Selanjutnya, ia mengatakan, agar Jambore ini tidak hanya sekedar outbound saja, tetapi juga ada output bersosialisasinya juga. Ia mencontohkan seperti hari ini, disisipi gerakan donasi untuk memberi bantuan sosial kepada kelurga beresiko stunting. “Penyuluh KB luar biasa mempunyai hati mulia dan terus mempunyai rasa sosial seperti ini,” pesannya sambil ikut berdonasi bersama Kepala Perwakilan BKKBN Aceh.

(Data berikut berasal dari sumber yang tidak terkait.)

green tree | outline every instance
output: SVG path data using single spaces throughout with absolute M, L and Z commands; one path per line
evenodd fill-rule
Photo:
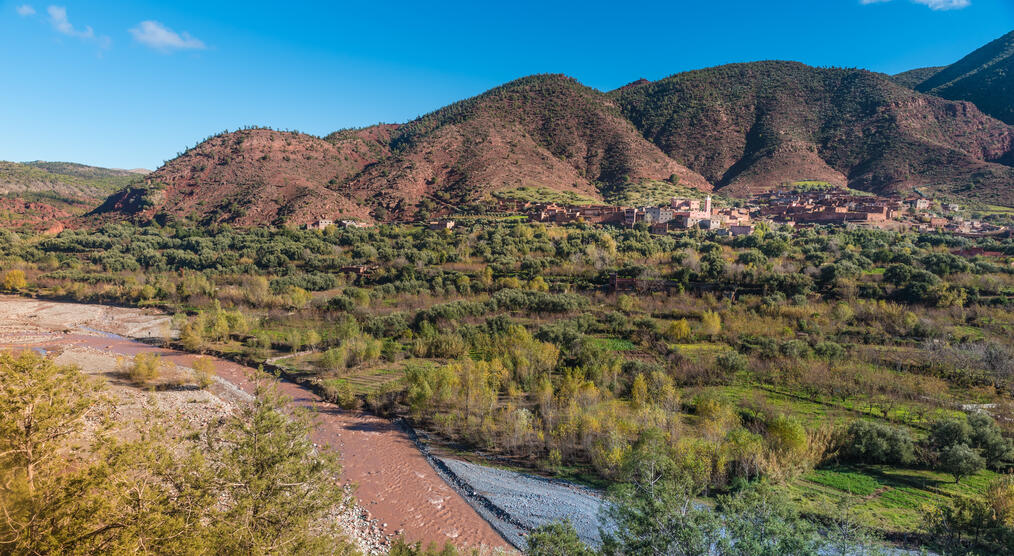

Sementara, Kaper BKKBN Aceh, Safrina Salim, saat membuka Jambore mengatakan, capaian pelaksanaan program Bangga Kencana di lini lapangan, sangat dipengaruhi oleh sinergitas, integritas dan porfesionalitas pelaksana. Hal ini, lanjutnya, harus melekat pada diri penyuluh KB sebagai ujung tombak pelaksana program. Namun praktiknya, kata Safrina, di lapangan penyuluh tidak terlepas dari dukungan pemerintah daerah, dalam hal ini OPD KB sebagai pengampu program di tingkat kabupaten/kota.

Safrina selanjutnya mengatakan, peran OPD KB sebagai pengampu program Bangga Kencana di tingkat kabupaten/kota memiliki peran strategis dalam mengambil kebijakan teknis pelaksanaan program. Karenanya harmonisasi dalam sinergitas pelaksanaan program di tingkat kabupaten/kota harus terjalin dengan baik antara OPD KB dan penyuluh KB.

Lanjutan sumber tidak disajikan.